Dr. Morris Chafetz served on the presidential commission 25 years ago which recommended raising the drinking age to 21, but he now believes this was a mistake:
"Legal Age 21 has not worked," Chafetz says [in an upcoming] piece. "To be sure, drunk driving fatalities are lower now than they were in 1982. But they are lower in all age groups. And they have declined just as much in Canada, where the age is 18 or 19, as they have in the United States."
Last August, President Skorton declined to sign on to the Amethyst Initiative, which is a movement among university presidents to open debate about the drinking age.
As I sit just shy of my own twenty-first birthday, the drinking age has never seemed more arbitrary or unfair.
I interact daily with friends who have been granted security clearances to handle sensitive government information. They, as did I, passed background checks before we were trusted to work this summer. Other friends spent a semester abroad, and were able to drink there, but returned to the U.S. as a minor. I even served for one year as president of my fraternity, and my duties included overseeing a couple of hundred inebriated party-goers every few weeks, in addition to the alcohol consumption of my own brothers. I am ready to apply to graduate schools and begin my adult life.
Why should young people who are trusted to serve in the armed forces, handle top-secret information, and oversee other drinkers, not allowed to drink, themselves?
I don't think many people are advocating that high school students should be able to drink.
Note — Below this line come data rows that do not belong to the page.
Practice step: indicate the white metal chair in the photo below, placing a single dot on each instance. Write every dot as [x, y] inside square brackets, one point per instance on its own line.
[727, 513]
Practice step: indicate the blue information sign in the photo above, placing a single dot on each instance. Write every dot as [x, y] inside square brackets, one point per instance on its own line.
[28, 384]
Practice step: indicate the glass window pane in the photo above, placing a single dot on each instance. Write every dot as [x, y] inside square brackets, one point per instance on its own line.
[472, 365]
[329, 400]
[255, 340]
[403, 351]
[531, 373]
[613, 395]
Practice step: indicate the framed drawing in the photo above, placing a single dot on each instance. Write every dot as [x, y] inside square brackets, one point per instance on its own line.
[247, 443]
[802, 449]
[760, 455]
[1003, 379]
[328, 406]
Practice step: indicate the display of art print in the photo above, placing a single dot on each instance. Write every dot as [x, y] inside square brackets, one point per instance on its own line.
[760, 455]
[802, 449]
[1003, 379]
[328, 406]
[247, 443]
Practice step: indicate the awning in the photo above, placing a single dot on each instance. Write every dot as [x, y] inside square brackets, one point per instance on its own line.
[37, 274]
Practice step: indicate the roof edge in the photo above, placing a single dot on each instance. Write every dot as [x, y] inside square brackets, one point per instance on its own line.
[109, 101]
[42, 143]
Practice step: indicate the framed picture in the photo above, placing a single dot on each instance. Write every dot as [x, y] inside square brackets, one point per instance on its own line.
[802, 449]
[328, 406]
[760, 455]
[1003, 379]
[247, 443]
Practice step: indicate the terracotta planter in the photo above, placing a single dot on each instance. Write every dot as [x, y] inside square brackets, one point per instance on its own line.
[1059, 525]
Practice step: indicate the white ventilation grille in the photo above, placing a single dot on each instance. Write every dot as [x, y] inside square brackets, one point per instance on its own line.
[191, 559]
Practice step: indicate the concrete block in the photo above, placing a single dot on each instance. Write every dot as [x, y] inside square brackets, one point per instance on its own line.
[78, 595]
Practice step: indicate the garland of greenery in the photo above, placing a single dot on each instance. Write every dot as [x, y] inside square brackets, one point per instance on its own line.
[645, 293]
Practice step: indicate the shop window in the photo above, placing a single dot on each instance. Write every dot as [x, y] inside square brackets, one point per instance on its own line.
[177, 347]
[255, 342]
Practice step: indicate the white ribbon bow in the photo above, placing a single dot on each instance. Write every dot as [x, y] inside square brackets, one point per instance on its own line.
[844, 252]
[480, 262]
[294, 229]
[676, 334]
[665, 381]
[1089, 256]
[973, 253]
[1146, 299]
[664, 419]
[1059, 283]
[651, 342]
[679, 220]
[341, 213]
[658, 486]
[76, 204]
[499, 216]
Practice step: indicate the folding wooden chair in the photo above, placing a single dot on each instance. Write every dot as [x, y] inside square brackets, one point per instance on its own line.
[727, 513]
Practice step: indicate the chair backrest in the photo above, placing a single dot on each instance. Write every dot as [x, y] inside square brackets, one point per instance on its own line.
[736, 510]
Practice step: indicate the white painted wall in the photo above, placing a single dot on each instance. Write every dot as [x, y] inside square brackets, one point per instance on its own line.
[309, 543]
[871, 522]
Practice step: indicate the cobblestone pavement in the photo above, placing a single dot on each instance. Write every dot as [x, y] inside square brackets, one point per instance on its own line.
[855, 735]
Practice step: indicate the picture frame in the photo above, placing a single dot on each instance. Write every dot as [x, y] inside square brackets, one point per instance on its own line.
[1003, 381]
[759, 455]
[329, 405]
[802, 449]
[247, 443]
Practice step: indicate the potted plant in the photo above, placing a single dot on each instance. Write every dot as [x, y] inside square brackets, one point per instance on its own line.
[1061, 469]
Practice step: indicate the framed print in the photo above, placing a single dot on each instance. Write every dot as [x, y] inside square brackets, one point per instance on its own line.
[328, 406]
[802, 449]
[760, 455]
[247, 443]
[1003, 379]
It seems like 19 would be an appropriate drinking age. There are very few 19-year-olds who still attend high school, and it's an age when citizens are considered adults in practically every other area.
Unfortunately, President Obama stated last year that he has no desire to lower the drinking age:
Obama told [Army veteran] Johnson he sympathized, but that setting the legal drinking age at 21 had helped reduce drunken driving incidents and should remain.